WebThinker: Autonomous Web Exploration and Report Writing for LRMs

Methodology: WebThinker introduces a framework equipping LRMs with a Deep Web Explorer for autonomous web search/navigation and an Autonomous Think-Search-and-Draft strategy for interleaving reasoning, information gathering, and report writing.
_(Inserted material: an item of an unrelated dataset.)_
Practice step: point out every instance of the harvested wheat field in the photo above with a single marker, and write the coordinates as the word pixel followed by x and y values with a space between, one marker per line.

It employs online Direct Preference Optimization (DPO) for RL-based training to improve tool usage.
Performance: WebThinker-32B-RL achieves state-of-the-art results among 32B models on complex reasoning benchmarks (GPQA: 70.7%, HLE: 15.8%), outperforming retrieval-augmented and proprietary systems, and excels in scientific report writing on the Glaive dataset (scoring 8.1 in average quality metrics).
RL Refinement: RL-trained versions consistently outperform base counterparts, demonstrating that iterative preference-based learning significantly enhances reasoning-tool coordination.
Ablation Studies: Removing the Deep Web Explorer or automatic report drafting significantly degrades performance, validating the necessity of these components.
Implementation Details: The system uses QwQ-32B or DeepSeek-R1-Distilled-Qwen models as the backbone, Qwen2.5-Instruct as assistant models, Bing Web Search API for search, and Crawl4AI for web page content. Training involves 2 iterations of online DPO.
_According to additional sources:_ The preference data construction for DPO considers overall correctness/quality, tool efficiency (fewer tool calls), and thinking conciseness (output length ratio).